Ukraine races to fix and shield its power plants after Russian onslaught

By Thomson Reuters Apr 9, 2024 | 5:24 AM

By Anastasiia Malenko

UNDISCLOSED LOCATION, Ukraine (Reuters) – When a Russian attack plunged a Ukrainian thermal power plant into darkness on March 29, 51-year-old Ihor did not have time to think.

He grabbed a flashlight and made his way through the dust-filled control room to save remains of the system as the walls of the station fell, calling out to see if the other essential staff had survived the blast.

“We are scared, like all normal people would be, but this is our work,” said Ihor, who has been at the plant for 23 years.

Russia began a second major assault on Ukraine’s energy system last month, devastating at least eight power plants and several dozen substations.

Kyiv says Russia used more than 150 missiles and 240 attack drones in a single week from March 22 – cutting off electricity, heating and even running water to 2 million Ukrainians, according to a parliamentary estimate.

The intensity of the attacks, which have also targeted solar and hydro-electric power facilities, forced Kyiv to import power and sparked fears about the resilience of an energy system that was hobbled by a Russian air campaign in the war’s first winter.

Russia has said the energy system is a legitimate military target and described last month’s attacks as “revenge strikes” to punish Ukraine for attacking Russian border regions.

A complete collapse of the system that could cut off electricity and water supplies to towns and cities is unlikely for now, the head of national grid company Ukrenergo Volodymyr Kudrytskyi told Reuters last week.

Avoiding energy system collapse depends largely on rapid repairs of facilities like the one visited by Reuters on Monday, where people in protective suits and hard hats worked in a vast hall filled with metal and concrete dislodged and twisted by an air strike.

“To produce in the winter, we need to repair the building construction, the roof,” said Andriy whose family has worked at the plant for generations. “[The equipment] will freeze otherwise.”


The plant asked Reuters not to disclose its location and the last names of its employees for security reasons. A single unit there could power some 10-15 small towns, operators say, but a March 22 attack halted its energy production for the first time, with recent strikes damaging almost all of its equipment.

The plant’s private operator DTEK has said its stations, which meet about a quarter of Ukraine’s energy needs, lost 80% of their capacity in the attacks. The company told Reuters it hopes to restore at least 50% of the losses in the next four months, with total costs estimated at $230 million.

Three nuclear power plants provide most of Ukraine’s electricity even after Russian troops seized and occupied the six-reactor Zaporizhzhia facility, Europe’s largest nuclear plant, at the start of the invasion.

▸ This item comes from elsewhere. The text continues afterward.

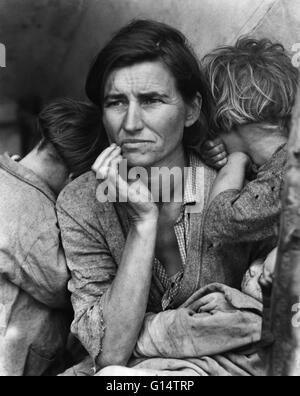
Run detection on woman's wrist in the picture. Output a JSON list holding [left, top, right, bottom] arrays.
[[225, 152, 251, 168]]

But the damage to Ukraine’s thermal and hydro-electric generation facilities is likely to make it harder to navigate ebbs and flows of demand, energy officials say.

And spare parts are hard to come by.

“This equipment is not produced by any plants on Ukraine’s territory anymore, especially since most of it came from the Soviet Union,” Andriy said of the plant that started functioning in late 20th century. “We are doing everything in our power, and beyond, to find replacements.”


Protecting energy facilities and other vital infrastructure in a country the size of France while also defending the front is a major challenge.

“Confidence that this situation will not be repeated again tomorrow is the most important thing at the moment for us and for the essential staff who can’t leave their workplace regardless of missile attacks,” said Andriy.

President Volodymyr Zelenskiy and other senior Kyiv officials appeal to their allies and partners almost daily to supply Ukraine with more air defences.

This year’s Russian high-precision missile attacks on power generation assets have dealt damage that takes longer to repair than the strikes on transmission systems last year, said DTEK’s spokesman, who declined to be named.

Ihor put it starkly: “They know exactly what they are targeting,” he said.

Zelenskiy said Ukraine could cope using stockpiles for the moment, but was already making difficult choices about what to protect. His plea for 25 Patriot air defence systems on Saturday followed months of Republic resistance to the passage of a major U.S. military aid package in Congress.

At the power plant, repair work goes on around the clock despite the imminent threats. Another employee, Oleh, said the fact that Ukrainians had not given up kept him and others going.

“The boys on the front lines are defending our country,” he said, “and we are fighting here as much as we can.”